Brunet odłożył płyty na swoje miejsce, po czym usiadł obok mnie, biorąc ode mnie jedno z dwóch małych zdjęć.
- To... Ono? - spojrzał na mnie przelotnie, trącając na zdjęciu ciemną plamę niewiele większą rozmiarem od fasoli.

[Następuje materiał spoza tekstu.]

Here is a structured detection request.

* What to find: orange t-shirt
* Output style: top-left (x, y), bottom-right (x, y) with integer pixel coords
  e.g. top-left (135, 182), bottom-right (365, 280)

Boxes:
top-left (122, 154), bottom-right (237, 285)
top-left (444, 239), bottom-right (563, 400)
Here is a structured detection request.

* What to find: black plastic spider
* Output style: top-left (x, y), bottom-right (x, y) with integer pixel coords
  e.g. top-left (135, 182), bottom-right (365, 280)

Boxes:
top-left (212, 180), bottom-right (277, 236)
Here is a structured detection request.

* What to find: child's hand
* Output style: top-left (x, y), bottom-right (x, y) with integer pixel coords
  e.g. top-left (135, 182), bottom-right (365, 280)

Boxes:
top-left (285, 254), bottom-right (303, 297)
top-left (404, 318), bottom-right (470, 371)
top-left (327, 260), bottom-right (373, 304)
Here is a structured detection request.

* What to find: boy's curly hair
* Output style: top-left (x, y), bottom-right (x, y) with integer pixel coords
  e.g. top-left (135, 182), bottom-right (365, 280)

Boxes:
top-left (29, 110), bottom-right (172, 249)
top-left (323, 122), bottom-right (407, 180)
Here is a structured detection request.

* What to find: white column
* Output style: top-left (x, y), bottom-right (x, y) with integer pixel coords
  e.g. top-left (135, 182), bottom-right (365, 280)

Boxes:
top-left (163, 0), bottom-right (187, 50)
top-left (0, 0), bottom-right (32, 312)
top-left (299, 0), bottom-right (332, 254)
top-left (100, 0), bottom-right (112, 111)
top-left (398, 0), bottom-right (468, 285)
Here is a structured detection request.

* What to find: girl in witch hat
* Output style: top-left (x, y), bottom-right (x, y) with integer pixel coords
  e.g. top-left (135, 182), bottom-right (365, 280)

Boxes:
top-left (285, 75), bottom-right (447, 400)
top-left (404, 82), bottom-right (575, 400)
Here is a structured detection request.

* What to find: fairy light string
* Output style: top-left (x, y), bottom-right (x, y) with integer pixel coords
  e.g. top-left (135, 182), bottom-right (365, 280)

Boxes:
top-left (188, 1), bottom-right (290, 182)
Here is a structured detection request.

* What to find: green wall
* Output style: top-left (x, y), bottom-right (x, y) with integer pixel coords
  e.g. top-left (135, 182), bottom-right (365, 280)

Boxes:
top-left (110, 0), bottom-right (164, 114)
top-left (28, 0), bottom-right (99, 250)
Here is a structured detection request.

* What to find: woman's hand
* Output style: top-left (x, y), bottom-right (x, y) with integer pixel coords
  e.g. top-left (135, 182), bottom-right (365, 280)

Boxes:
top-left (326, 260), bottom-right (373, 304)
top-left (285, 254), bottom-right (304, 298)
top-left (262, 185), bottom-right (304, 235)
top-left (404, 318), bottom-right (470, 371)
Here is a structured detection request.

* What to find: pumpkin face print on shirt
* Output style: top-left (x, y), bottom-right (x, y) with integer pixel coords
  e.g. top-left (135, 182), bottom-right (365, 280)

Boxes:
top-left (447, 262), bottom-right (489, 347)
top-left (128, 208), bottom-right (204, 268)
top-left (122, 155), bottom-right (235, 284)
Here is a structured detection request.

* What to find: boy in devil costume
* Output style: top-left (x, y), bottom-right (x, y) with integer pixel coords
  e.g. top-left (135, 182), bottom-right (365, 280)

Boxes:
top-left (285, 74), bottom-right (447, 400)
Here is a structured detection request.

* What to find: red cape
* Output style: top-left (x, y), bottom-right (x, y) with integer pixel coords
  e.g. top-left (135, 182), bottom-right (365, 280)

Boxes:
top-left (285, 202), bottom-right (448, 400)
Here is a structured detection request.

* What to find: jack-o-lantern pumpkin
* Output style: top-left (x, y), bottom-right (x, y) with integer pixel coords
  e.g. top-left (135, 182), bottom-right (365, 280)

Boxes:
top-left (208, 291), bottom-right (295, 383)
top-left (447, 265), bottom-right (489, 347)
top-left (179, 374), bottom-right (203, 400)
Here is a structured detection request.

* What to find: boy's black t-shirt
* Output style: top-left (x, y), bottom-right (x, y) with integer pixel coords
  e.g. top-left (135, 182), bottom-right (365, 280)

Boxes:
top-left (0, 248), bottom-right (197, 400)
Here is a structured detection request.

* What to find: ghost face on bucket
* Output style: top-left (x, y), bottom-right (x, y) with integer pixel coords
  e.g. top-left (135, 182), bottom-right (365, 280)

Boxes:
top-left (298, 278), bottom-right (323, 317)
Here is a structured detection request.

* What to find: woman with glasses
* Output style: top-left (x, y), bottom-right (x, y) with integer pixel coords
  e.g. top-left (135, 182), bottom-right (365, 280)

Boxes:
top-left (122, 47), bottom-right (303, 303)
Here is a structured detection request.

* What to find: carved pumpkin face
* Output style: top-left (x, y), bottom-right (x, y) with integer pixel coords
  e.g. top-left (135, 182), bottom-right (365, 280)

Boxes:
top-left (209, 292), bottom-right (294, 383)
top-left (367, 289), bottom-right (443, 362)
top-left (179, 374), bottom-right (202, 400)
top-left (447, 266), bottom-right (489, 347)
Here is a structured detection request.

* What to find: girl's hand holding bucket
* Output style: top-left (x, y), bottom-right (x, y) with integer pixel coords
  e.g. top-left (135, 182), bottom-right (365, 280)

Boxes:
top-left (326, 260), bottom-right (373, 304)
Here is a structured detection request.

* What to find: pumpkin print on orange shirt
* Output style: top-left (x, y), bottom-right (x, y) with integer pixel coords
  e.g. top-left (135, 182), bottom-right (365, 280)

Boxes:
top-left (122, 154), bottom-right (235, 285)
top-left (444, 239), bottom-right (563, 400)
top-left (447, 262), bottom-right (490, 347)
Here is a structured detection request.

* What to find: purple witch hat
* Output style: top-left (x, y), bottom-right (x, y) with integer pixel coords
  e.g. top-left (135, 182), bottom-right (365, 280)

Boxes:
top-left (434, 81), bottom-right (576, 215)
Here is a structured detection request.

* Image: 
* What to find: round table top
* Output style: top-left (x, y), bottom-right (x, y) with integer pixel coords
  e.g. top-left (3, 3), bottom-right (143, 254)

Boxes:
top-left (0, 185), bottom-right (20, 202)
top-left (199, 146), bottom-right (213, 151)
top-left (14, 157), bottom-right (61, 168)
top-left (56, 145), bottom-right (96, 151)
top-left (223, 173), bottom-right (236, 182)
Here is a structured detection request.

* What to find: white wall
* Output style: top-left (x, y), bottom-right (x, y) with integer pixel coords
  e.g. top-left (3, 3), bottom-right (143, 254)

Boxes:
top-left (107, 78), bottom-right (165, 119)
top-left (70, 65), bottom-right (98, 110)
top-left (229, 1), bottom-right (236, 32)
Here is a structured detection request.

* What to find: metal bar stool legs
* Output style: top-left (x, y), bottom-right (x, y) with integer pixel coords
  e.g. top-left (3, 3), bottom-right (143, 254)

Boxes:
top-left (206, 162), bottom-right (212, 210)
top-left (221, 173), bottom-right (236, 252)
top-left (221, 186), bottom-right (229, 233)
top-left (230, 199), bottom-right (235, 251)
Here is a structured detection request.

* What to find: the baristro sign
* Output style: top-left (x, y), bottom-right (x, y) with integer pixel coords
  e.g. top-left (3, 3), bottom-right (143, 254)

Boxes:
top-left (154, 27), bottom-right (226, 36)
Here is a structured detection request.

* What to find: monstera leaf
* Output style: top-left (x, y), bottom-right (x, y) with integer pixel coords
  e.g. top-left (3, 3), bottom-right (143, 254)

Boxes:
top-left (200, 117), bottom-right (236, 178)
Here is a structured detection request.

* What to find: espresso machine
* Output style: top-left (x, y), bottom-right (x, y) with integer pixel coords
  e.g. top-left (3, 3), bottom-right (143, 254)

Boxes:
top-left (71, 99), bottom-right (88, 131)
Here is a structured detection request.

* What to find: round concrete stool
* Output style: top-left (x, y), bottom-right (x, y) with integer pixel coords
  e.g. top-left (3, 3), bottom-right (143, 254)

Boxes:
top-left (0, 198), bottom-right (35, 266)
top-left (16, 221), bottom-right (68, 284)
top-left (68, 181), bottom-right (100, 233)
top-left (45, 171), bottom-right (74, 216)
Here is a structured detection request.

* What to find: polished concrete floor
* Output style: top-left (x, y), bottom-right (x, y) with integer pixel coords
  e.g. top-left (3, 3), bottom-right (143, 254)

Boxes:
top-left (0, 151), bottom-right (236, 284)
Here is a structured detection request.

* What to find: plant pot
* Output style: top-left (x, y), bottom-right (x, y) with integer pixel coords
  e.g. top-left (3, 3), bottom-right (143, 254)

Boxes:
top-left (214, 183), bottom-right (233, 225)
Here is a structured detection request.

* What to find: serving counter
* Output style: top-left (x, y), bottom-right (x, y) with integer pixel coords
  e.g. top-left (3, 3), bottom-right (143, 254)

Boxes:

- Tak - skinęłam głową, zaciskając usta w kreskę. Na myśl o tym, że moje ciało będzie zmieniało się w chodzący inkubator, miałam ochotę zwymiotować. Nigdy nie chciałam być matką. Od zawsze mnie to przerażało. A jednak byłam teraz tutaj i musiałam to znieść. Nie byłam całkowicie sama, miałam Tash... I Clintona?
- To jest takie nierealne, co nie? - odparł cicho po chwili zastanowienia chłopak. W jego oczach widziałam swoje odbicie. Wydawał się pewny siebie, chociaż tak na prawdę był w tamtym momencie tak samo roztrzęsiony i emocjonalny, co ja.
- Bardzo - przyznałam - Jeszcze niedawno uprawialiśmy seks z tyłu autobusu, a teraz mamy przygotować się na dziecko. Ale jazda - roześmiałam się smutno.
- Nigdy nie wiadomo, co przyniesie życie - wyrzekł Clinton - moja mama zawsze mi tak powtarzała. Miała rację.
- Bardzo dużo - zgodziłam się.
- Chodź tu - chłopak owinął swoje ramiona wokół mnie, przytulając mnie, dbając jednocześnie o mój komfort.
Nagle rozległy się pierwsze nuty Northern Downpour, a ja poczułam jego dłoń, dotykającą mojego brzucha, tak delikatnie, niczym skrzydła motyla.
- Nie pozwolę ci zostać samej z tym wszystkim - obiecał mi i tym razem mu uwierzyłam.
Ten dzień był jednym z lepszych.
////
Mam nadzieję, że nikt nie ma nic przeciwko wzmiankom o Panic!